The workings of a home air-conditioning system are mystifying to many of us. Furnaces are easy to understand—they heat air and blow it around your home through ductwork. Boilers make hot water or steam and move it around your home in pipes. But how do air-conditioning systems make nice cold, dehumidified air during the dog days of summer? To understand it, you have to go back to a principle that you may have learned in a high school or college physics class: the scientific law that any gas cools as it expands in volume.
Although it is a slight simplification, you can think of an air conditioner as a machine that takes heat from your house and dumps it outside by using five interrelated parts:
- Expansion valve
- Evaporator coil
There are many types of air-conditioning systems that can be used in the home, including window units, portable air conditioners, ductless air conditioners, and central air-conditioning systems. Despite their differences, however, the physics of how they work is the same, and they all use the process of direct-expansion refrigeration. In principle, this works very much the same as your home’s kitchen refrigerator.

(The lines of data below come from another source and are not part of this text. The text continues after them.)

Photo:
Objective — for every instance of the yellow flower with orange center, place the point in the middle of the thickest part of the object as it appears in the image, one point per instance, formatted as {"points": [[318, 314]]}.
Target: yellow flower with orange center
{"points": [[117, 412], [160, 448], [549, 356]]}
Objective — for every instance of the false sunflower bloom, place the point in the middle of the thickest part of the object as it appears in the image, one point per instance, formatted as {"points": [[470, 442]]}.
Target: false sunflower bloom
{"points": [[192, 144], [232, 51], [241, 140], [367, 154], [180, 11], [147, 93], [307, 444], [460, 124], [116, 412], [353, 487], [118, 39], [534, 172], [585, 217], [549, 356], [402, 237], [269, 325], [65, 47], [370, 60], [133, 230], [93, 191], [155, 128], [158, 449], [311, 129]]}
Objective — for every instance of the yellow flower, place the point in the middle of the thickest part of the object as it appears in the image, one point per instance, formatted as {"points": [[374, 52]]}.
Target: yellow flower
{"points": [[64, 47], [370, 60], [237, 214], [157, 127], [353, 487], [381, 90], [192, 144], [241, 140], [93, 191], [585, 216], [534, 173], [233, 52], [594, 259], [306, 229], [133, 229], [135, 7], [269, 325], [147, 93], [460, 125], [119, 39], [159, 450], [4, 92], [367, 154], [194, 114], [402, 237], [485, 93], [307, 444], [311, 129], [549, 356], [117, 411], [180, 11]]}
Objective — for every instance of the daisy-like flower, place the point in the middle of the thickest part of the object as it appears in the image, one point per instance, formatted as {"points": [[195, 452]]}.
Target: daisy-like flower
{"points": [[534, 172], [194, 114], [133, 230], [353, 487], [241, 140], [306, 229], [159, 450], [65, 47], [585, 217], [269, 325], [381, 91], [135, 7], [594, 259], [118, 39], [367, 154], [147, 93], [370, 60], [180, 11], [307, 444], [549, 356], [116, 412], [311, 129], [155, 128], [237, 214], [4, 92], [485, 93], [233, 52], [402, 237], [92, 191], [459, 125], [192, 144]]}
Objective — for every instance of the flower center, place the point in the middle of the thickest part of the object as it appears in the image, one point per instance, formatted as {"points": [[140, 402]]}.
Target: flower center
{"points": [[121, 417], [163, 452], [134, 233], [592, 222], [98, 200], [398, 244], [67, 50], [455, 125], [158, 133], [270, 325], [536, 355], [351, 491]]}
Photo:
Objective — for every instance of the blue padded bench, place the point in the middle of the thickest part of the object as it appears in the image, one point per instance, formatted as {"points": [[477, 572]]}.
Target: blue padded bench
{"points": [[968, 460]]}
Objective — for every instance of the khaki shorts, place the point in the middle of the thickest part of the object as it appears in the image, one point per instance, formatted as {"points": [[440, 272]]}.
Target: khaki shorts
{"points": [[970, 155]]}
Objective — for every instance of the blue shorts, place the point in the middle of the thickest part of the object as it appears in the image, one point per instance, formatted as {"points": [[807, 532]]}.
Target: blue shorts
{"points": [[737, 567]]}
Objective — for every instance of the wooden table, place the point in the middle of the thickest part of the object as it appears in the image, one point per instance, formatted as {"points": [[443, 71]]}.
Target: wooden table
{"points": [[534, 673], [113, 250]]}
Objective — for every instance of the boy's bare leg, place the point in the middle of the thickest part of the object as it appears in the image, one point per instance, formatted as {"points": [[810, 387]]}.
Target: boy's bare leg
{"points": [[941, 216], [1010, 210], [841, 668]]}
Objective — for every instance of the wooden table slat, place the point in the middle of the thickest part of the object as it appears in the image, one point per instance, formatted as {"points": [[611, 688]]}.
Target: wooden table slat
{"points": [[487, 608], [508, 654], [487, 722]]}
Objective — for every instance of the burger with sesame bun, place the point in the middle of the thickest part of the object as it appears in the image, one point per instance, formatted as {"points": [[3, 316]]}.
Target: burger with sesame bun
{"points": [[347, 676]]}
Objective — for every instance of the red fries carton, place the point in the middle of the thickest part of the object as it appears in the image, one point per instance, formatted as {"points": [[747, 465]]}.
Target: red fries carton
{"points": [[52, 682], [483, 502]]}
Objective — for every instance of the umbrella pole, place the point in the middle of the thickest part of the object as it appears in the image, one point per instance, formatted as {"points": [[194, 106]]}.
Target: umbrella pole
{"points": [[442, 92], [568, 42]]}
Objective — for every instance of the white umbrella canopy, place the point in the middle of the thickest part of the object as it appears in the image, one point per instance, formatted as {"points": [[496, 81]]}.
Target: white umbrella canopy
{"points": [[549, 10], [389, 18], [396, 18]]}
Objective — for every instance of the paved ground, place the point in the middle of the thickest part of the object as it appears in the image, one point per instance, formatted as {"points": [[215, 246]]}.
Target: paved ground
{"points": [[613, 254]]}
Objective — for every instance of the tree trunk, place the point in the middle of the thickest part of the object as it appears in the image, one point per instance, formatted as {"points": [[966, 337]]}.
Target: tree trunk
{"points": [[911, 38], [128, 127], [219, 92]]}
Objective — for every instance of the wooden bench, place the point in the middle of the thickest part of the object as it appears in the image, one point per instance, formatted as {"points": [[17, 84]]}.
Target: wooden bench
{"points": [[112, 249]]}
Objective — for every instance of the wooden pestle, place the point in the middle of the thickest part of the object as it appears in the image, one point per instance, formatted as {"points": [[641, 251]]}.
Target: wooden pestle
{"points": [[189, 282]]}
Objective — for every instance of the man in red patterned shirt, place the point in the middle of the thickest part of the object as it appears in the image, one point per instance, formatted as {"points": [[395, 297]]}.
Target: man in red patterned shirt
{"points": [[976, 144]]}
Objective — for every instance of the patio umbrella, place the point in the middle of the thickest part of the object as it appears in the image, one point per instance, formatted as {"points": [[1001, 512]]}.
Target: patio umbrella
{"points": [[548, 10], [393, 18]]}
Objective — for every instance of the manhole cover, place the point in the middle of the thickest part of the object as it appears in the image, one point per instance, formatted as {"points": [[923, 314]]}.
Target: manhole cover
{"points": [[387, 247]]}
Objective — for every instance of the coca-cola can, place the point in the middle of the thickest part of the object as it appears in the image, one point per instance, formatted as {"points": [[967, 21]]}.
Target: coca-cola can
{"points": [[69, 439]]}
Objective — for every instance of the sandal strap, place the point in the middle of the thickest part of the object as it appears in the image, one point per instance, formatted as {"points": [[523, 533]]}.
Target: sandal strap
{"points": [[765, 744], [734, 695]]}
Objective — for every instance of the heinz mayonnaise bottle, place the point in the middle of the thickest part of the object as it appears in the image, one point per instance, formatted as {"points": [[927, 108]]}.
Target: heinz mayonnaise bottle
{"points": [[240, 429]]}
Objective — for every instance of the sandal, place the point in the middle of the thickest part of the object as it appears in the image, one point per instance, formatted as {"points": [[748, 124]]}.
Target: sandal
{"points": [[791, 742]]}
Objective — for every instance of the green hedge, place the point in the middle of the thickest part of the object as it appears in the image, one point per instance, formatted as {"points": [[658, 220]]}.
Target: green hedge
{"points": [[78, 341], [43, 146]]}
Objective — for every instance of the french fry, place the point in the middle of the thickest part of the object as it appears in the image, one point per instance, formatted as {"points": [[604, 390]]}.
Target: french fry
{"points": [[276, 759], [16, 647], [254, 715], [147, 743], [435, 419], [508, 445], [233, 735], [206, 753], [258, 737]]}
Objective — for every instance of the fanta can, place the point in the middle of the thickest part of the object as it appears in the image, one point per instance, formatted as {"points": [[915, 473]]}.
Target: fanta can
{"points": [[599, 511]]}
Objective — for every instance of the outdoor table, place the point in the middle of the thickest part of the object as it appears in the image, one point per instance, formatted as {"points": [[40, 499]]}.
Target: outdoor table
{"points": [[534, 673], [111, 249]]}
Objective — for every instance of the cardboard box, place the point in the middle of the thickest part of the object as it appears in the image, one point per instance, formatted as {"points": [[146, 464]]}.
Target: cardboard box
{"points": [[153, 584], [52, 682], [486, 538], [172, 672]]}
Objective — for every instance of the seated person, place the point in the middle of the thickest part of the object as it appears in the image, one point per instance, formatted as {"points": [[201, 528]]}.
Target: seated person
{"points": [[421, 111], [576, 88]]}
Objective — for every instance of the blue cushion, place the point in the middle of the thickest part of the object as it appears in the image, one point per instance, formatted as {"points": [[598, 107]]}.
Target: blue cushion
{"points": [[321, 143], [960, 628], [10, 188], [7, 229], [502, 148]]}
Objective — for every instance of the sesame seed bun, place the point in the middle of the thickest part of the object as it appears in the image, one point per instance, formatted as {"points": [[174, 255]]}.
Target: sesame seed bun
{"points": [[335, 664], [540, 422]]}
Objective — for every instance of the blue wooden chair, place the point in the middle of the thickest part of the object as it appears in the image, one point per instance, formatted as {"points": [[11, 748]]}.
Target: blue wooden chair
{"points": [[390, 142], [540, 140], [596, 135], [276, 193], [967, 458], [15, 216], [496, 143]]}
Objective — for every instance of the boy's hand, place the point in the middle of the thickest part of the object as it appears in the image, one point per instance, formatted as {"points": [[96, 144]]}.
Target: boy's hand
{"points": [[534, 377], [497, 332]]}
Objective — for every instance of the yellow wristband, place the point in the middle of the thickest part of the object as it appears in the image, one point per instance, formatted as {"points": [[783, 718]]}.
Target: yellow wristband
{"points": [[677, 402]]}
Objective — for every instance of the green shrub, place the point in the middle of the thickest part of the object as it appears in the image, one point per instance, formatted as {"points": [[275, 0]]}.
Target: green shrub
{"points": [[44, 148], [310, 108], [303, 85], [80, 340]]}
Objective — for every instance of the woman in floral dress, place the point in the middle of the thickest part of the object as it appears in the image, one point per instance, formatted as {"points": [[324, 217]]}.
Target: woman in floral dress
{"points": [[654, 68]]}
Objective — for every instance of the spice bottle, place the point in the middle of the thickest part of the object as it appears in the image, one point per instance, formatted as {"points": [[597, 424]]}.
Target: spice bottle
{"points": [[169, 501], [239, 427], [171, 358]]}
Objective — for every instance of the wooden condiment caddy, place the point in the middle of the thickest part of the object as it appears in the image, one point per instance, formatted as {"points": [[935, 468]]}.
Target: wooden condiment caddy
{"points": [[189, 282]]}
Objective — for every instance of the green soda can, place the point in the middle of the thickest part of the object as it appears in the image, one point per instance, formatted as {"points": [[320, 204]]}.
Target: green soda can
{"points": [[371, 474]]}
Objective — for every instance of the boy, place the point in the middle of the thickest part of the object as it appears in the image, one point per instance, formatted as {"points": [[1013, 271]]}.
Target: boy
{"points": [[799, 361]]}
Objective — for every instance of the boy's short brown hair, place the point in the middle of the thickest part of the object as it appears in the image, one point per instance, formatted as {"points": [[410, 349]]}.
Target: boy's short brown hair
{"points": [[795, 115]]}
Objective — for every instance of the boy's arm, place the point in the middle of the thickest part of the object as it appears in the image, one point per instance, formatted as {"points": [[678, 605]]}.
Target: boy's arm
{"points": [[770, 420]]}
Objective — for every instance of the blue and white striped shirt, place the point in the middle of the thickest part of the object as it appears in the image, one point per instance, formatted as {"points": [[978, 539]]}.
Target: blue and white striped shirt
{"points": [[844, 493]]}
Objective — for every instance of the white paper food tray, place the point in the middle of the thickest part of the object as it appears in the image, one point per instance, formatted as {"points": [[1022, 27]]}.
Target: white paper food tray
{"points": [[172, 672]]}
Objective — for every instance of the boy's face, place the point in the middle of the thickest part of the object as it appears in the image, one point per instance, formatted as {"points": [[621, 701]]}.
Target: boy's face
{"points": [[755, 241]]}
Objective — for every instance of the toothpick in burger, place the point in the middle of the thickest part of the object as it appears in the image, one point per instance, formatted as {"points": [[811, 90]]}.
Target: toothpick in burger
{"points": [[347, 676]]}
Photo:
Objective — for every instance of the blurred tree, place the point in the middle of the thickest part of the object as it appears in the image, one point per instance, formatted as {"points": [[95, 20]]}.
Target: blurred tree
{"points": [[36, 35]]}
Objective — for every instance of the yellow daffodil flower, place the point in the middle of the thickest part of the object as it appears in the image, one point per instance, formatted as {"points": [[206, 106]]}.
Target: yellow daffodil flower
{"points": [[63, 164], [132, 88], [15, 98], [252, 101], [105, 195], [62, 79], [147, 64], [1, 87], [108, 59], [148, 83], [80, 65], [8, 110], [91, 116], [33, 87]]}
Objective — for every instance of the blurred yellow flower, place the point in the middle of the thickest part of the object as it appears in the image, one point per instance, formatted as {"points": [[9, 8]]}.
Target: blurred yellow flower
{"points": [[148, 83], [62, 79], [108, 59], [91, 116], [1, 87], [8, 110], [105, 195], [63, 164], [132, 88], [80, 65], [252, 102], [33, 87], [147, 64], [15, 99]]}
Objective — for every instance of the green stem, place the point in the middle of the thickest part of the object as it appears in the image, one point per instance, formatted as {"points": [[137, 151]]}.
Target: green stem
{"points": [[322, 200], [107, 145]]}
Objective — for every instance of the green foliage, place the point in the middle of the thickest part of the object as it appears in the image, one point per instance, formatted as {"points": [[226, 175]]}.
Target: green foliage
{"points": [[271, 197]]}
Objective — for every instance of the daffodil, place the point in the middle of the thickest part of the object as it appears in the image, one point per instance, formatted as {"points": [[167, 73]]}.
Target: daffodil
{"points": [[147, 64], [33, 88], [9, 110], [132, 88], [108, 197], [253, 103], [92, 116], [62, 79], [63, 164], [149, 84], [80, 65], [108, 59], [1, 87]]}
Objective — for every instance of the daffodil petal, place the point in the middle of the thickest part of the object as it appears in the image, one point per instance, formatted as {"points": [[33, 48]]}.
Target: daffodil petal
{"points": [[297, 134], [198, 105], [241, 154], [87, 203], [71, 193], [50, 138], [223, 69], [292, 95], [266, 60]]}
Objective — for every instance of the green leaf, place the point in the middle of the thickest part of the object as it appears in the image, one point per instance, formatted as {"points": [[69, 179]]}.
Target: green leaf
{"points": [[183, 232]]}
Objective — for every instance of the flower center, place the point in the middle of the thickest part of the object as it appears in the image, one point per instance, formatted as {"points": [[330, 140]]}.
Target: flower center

The refrigerant is the “blood” pumping through cooling tubes in the air conditioner’s system. It changes state from gas vapor to liquid as it collects heat from your house and ejects that heat to the outdoors. A refrigerant is a unique substance in that it has a very low boiling point. This means that it changes from a liquid to a vapor at low temperatures. This is key to making an air-conditioning system work safely without generating a dangerous level of heat. The refrigerant, however, does not move through the system on its own; it requires a compressor to pump it.
Think of the compressor as the “heart” of the system, the component that pumps the refrigerant through all the refrigeration components in a big copper loop. Refrigerant enters the compressor as a low-pressure warm vapor and leaves it as a high-pressure hot vapor. This transformation will be made possible by the condenser.
From the compressor, hot refrigerant vapor moves to the condenser. Here, the high-pressure hot refrigerant vapor is cooled as it passes through condensing coils. The coils have thin metal fins (similar to the structure on the front of a car radiator) that conduct heat from the coils. A condenser fan blows air over the fins to speed the cooling of the vapor inside the coils. (Using a fin comb during routine maintenance helps keep these fins in shape.) As the refrigerant cools, it changes state from a hot vapor to a hot liquid at high pressure and moves onto the expansion valve. The compressor, condenser coil, and condenser fan are all located that big noisy box in your backyard, which is often called a condensing unit.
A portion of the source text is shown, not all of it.